After obtaining his degree, he worked as a librarian at Tibet House in New Delhi, until he joined the Library of Tibetan Works and Archives in Dharamsala as a librarian and research assistant in 1973. By 1981, having gained more experience, he returned to Tibet House New Delhi to serve as Director, with the mission of promoting Tibetan cultural heritage through Tibet House’s diverse range of programs. Doboom Tulku served as Director of Tibet House for 30 years.
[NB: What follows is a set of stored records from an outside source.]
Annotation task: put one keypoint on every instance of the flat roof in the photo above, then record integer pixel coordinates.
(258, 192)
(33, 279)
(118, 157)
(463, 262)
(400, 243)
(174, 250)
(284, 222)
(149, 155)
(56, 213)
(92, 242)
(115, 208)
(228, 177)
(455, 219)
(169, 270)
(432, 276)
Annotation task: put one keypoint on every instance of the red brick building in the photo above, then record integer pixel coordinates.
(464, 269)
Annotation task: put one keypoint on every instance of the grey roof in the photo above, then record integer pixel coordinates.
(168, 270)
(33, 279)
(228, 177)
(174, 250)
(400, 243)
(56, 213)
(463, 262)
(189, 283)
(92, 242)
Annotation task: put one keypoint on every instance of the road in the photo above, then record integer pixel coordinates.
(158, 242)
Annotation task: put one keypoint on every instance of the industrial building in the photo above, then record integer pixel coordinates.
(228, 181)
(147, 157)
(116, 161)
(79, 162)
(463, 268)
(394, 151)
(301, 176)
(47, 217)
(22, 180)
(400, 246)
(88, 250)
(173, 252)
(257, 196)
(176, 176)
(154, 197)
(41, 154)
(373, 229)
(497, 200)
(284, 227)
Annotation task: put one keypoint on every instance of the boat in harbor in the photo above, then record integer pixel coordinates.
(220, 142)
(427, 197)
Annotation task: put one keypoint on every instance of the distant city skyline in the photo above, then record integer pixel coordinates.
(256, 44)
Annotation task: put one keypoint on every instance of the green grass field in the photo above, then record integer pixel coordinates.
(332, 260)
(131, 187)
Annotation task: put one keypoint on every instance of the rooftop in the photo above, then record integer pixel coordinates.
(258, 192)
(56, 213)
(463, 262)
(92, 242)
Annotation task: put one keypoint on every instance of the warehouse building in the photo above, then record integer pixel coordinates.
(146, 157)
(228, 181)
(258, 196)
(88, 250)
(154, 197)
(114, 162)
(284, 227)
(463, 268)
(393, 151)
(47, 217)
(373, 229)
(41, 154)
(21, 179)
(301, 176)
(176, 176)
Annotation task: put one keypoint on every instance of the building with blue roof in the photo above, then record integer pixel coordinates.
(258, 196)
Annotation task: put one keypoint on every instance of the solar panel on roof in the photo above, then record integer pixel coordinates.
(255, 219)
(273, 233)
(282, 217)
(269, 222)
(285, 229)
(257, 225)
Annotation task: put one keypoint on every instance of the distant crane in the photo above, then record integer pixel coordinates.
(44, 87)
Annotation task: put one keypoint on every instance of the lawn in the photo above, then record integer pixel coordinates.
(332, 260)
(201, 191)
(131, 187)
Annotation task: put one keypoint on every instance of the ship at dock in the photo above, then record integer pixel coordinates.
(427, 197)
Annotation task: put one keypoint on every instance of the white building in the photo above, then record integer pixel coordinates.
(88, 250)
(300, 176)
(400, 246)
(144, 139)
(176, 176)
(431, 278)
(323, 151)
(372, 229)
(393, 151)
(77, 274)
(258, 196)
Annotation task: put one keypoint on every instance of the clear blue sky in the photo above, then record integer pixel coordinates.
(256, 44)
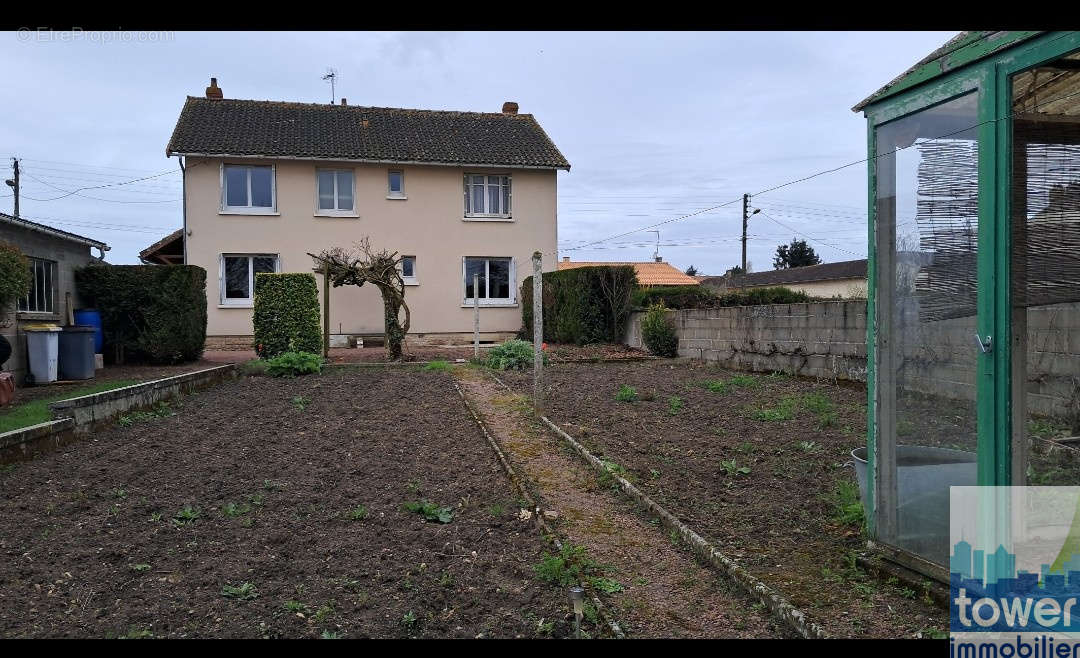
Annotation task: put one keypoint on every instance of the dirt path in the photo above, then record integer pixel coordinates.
(665, 593)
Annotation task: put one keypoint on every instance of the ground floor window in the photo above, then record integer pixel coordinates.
(42, 295)
(496, 280)
(238, 276)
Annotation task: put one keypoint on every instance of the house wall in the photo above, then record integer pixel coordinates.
(429, 225)
(68, 256)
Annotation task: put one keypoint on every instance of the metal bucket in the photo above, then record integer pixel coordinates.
(923, 475)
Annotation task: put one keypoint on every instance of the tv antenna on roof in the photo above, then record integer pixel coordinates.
(332, 76)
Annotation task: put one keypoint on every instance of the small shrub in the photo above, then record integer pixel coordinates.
(569, 566)
(658, 332)
(512, 356)
(291, 364)
(847, 507)
(626, 393)
(431, 511)
(286, 314)
(244, 591)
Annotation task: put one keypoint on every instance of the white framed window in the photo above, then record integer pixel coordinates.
(42, 295)
(238, 276)
(408, 270)
(487, 196)
(497, 279)
(335, 193)
(248, 189)
(395, 184)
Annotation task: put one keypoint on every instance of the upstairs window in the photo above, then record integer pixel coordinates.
(487, 196)
(238, 276)
(335, 191)
(395, 185)
(247, 188)
(42, 295)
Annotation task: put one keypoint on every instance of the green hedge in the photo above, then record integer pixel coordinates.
(149, 312)
(286, 314)
(700, 296)
(583, 305)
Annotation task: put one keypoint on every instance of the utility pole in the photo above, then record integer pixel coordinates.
(746, 215)
(13, 184)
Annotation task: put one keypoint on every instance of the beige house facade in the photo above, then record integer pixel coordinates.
(268, 200)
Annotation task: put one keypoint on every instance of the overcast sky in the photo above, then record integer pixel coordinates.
(656, 125)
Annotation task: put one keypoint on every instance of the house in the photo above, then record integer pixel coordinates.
(266, 183)
(54, 255)
(845, 279)
(651, 272)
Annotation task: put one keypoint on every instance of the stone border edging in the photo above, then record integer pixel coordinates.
(537, 512)
(780, 606)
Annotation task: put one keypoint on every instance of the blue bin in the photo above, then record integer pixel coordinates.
(90, 317)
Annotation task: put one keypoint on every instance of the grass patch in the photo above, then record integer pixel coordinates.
(32, 413)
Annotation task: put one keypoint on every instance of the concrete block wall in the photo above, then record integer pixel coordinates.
(817, 339)
(828, 339)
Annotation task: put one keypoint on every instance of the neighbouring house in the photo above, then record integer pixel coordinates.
(266, 183)
(651, 272)
(846, 279)
(166, 251)
(54, 255)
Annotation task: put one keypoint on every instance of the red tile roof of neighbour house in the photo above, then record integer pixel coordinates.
(825, 271)
(166, 251)
(41, 228)
(648, 273)
(271, 129)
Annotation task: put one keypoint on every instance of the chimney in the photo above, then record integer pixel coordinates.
(214, 91)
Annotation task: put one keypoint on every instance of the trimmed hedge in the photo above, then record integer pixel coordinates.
(700, 296)
(286, 314)
(153, 313)
(583, 305)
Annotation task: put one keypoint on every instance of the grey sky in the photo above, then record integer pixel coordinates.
(656, 125)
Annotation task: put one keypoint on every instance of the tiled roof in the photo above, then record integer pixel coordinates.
(347, 132)
(826, 271)
(34, 226)
(648, 273)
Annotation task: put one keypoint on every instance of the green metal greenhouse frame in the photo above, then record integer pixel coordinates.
(982, 63)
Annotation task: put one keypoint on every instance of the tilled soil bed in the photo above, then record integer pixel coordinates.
(275, 508)
(759, 465)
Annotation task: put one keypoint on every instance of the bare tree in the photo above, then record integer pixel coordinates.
(362, 265)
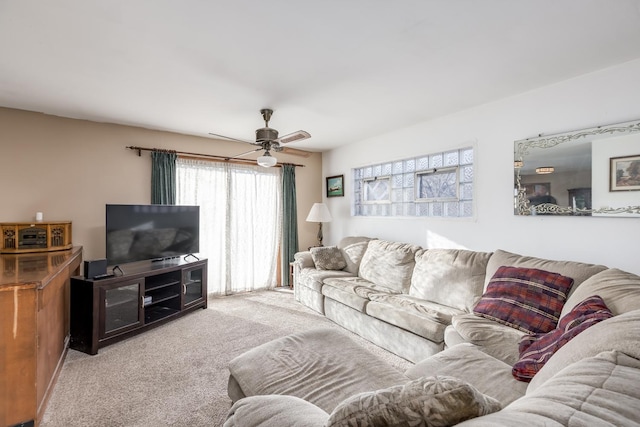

Doboom Tulku has also worked with His Holiness the Dalai Lama’s Private Office and has accompanied His Holiness the Dalai Lama on multiple visits abroad, from trips to the USA, USSR, Japan, and Mongolia. He has published widely, on topics ranging from Tibetan medicine to Buddhist meditation and the Chittamatra Mind-Only School of philosophy. He also has a personal interest in the effects of music for spiritual practice and worked hard at setting up the World Festival of Sacred Music, which became a global event. These days, Doboom Tulku spends most of his time in New Delhi working on interreligious and Tibetan cultural projects.